MathDOM is a Python module that parses MathML and literal infix terms into a DOM or lxml document and writes out MathML and literal infix/prefix/postfix/Python terms.



Distribulator - distributed admin command parser

The Distribulator: Distributed Computing For The Rest Of Us. This is an SSH-based command execution and file transfer utility that includes support for batch, console, and shell integration modes, multiple server enviornments, and full audit logs.


Spyse - Python Multi-Agent System Environment

The Secret Python Multi-Agent System Environment is a platform for building multi-agent systems using Python. Andre Meyer & Co. use pyparsing to implement a parser of the 3APL language, which is used among the collaborating agent objects. Here are some sample 3APL scripts for two agents, harry and sally, who greet each other, and then thank each other for their greeting:
PROGRAM "harry"
CAPABILITIES:
BELIEFBASE:
me(harry).
you(sally) .
GOALBASE:
RULEBASE:
<- you(You) | Send(0, You, inform, hello(You) ),
<- me(Me) AND received(V, You, inform, hello(Me)) AND
NOT sent(V,You,inform,thanks(You)) |
Send(0, You, inform, thanks(You) )
 
-----------------------------------
PROGRAM "sally"
CAPABILITIES:
BELIEFBASE:
me(sally).
you(harry) .
GOALBASE:
RULEBASE:
<- you(You) | Send(0, You, inform, hello(You) ),
<- me(Me) AND received(V, You, inform, hello(Me)) AND
NOT sent(V,You,inform,thanks(You)) |
Send(0, You, inform, thanks(You) )



FileSystemStorage SQL parser

FileSystemStorage is a DBAPI 2.0 compliant python driver for treating the file system as a database. Duncan McGreggor and Ravi Bhalotia are using pyparsing to implement the SQL grammar parsing, to access files as if they were entries in relational database tables.

"We needed to [write drivers, sql parser, and the "database"] in less than two months. Simply and shortly put, this would have been impossible without PyParser. We're about half-way done now, but I couldn't wait to thank you."


Verilog parser

I've also done some work on a Verilog language parser. Here is an example of code from that parser, showing the BNF extracted from the Verilog language spec, and the corresponding Python code using the pyparsing module:
    """
    <UDP> ::= primitive <name_of_UDP>
                ( <name_of_variable> <,<name_of_variable>>* ) ;
                <UDP_declaration>+
                <UDP_initial_statement>?
                <table_definition>
                endprimitive
    """
    udp = Group( "primitive" + identifier +
                "(" + delimitedList( identifier ) + ")" + semi +
                OneOrMore( udpDecl ) +
                Optional( udpInitialStmt ) +
                udpTableDefn +
                "endprimitive" )

(The Verilog parser used to be separately licensed, but is now generally available from the Examples page.
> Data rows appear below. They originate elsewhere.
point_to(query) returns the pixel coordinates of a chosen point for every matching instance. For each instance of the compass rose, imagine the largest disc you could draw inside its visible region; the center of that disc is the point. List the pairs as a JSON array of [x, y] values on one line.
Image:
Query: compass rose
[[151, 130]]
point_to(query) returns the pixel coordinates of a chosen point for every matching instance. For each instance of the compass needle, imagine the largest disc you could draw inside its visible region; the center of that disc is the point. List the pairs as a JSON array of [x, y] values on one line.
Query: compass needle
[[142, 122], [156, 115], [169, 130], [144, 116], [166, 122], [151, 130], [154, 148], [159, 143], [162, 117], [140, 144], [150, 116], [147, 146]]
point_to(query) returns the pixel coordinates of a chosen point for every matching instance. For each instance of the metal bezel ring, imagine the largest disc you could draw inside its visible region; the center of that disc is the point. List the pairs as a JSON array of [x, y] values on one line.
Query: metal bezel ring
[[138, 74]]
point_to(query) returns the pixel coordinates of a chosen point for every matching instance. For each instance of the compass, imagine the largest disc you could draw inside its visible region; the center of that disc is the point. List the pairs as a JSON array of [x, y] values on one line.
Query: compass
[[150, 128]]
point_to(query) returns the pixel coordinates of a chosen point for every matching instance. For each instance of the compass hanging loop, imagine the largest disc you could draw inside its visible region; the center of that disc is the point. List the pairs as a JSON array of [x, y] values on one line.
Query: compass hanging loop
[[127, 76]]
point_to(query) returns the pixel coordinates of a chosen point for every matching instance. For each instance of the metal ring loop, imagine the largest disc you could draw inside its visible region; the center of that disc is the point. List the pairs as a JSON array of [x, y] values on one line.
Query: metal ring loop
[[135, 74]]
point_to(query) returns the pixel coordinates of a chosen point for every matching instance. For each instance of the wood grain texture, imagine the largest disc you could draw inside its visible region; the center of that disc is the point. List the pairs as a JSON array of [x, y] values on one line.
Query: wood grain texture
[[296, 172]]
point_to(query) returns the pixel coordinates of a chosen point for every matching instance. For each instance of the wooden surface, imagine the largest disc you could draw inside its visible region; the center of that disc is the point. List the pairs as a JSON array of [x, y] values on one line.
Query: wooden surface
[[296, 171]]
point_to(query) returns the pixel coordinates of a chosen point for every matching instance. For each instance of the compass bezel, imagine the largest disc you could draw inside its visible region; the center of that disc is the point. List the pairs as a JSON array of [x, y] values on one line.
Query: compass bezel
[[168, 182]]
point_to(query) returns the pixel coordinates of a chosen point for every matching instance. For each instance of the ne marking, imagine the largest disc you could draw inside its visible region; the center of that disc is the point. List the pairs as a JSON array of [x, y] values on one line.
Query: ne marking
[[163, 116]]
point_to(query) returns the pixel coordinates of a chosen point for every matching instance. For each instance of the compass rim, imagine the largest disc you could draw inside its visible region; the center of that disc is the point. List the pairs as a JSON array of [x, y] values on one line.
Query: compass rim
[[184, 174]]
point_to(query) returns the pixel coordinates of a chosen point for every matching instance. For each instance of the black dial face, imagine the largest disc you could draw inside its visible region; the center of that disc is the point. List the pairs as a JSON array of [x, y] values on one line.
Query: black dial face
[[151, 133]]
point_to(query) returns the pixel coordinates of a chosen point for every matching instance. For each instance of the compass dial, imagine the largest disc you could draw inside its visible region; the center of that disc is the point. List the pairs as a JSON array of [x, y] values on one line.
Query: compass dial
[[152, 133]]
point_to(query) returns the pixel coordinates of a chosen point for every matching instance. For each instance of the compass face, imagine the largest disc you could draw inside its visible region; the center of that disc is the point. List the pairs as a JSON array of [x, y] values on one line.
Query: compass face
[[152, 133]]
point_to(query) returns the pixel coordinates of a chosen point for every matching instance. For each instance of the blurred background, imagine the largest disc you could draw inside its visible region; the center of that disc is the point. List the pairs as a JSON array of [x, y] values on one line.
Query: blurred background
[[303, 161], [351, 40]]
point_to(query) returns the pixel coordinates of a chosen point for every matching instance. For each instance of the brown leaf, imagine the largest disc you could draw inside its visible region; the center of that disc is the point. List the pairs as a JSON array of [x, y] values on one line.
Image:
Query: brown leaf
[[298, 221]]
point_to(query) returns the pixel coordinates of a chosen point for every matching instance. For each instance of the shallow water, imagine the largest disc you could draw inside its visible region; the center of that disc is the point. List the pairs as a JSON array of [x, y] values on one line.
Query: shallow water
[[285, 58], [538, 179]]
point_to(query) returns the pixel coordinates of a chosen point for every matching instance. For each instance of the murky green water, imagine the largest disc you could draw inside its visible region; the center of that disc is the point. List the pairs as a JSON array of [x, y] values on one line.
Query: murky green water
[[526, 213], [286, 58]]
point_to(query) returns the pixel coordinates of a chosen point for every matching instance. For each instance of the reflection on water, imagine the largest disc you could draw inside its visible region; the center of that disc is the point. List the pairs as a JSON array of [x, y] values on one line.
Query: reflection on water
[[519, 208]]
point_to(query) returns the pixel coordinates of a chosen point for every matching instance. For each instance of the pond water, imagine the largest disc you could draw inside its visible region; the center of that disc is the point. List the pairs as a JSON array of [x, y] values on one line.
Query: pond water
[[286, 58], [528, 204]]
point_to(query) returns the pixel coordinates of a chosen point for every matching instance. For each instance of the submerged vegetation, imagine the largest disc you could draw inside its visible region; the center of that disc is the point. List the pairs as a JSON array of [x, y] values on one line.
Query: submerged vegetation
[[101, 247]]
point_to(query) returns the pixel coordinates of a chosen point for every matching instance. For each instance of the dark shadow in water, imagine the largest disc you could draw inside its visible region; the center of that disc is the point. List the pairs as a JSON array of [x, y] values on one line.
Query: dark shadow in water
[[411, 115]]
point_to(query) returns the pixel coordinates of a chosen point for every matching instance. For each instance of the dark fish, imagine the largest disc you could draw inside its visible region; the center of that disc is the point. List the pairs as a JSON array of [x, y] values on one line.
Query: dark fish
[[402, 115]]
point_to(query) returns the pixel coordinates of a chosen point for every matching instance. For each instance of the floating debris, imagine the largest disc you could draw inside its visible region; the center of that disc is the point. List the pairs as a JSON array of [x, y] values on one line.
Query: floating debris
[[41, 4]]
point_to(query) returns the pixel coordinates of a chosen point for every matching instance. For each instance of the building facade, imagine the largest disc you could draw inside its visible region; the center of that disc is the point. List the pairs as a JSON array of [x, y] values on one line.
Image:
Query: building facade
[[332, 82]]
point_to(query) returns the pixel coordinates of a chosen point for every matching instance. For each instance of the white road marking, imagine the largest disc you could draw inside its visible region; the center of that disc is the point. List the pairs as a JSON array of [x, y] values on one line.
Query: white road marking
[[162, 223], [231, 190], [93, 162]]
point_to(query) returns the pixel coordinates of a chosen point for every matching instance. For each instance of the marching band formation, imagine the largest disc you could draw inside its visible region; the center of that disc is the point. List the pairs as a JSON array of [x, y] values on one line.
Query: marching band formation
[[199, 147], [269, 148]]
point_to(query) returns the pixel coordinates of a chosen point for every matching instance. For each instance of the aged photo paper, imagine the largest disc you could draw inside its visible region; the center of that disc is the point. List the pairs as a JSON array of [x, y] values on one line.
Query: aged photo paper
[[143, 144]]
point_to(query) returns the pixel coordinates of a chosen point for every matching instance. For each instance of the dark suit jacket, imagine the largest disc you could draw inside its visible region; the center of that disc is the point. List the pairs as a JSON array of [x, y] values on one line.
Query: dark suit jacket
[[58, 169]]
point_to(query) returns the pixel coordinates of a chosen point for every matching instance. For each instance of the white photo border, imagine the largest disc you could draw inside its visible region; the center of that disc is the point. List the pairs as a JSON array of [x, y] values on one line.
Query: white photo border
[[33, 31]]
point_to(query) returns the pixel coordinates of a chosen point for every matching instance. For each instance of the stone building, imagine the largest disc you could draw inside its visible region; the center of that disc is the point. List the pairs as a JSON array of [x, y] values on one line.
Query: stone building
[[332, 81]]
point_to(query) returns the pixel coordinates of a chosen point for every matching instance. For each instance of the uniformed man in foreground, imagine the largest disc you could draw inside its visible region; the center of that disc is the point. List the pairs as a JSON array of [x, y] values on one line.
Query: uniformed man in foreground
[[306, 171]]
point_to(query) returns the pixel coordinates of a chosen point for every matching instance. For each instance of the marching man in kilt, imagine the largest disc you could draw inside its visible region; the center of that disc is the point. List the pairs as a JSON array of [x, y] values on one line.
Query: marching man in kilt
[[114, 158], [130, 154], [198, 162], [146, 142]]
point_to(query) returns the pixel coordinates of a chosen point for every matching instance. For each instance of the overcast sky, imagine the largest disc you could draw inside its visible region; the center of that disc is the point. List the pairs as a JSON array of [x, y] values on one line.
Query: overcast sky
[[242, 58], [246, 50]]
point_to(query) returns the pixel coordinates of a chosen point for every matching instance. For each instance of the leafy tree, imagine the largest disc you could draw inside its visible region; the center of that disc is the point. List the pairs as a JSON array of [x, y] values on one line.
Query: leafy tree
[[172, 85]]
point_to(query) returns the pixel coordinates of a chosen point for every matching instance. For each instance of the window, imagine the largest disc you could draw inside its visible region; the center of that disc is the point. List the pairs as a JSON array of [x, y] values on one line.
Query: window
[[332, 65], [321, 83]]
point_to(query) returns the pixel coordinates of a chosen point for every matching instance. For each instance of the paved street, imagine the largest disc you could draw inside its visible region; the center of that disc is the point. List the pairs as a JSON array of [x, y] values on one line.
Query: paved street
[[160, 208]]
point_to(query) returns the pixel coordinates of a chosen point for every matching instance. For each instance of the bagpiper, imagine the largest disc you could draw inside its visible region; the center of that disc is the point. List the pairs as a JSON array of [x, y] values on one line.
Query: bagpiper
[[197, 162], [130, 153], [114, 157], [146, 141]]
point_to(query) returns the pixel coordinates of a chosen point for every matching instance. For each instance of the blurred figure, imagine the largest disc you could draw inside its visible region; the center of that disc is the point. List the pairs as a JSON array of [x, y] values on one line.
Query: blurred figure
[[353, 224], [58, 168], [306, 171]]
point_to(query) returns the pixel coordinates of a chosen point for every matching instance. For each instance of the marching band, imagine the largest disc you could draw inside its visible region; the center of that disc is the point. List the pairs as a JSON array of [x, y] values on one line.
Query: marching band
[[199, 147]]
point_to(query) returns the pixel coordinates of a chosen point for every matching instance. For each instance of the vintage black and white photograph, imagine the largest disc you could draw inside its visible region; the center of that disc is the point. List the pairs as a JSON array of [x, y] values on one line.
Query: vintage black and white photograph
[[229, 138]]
If you end up using it commercially or in some way for-profit, please consider one of the charitable contributions listed in the parser's module header.)

Note how the '+' operator overloading makes the code map easily to the input spec, as well as the self-explanatory classes OneOrMore and Optional. The pyparsing module also supports the '^' operator for Or'ing alternative tokens, selecting the longest match found; and the '|' operator for selecting the first match among given alternatives.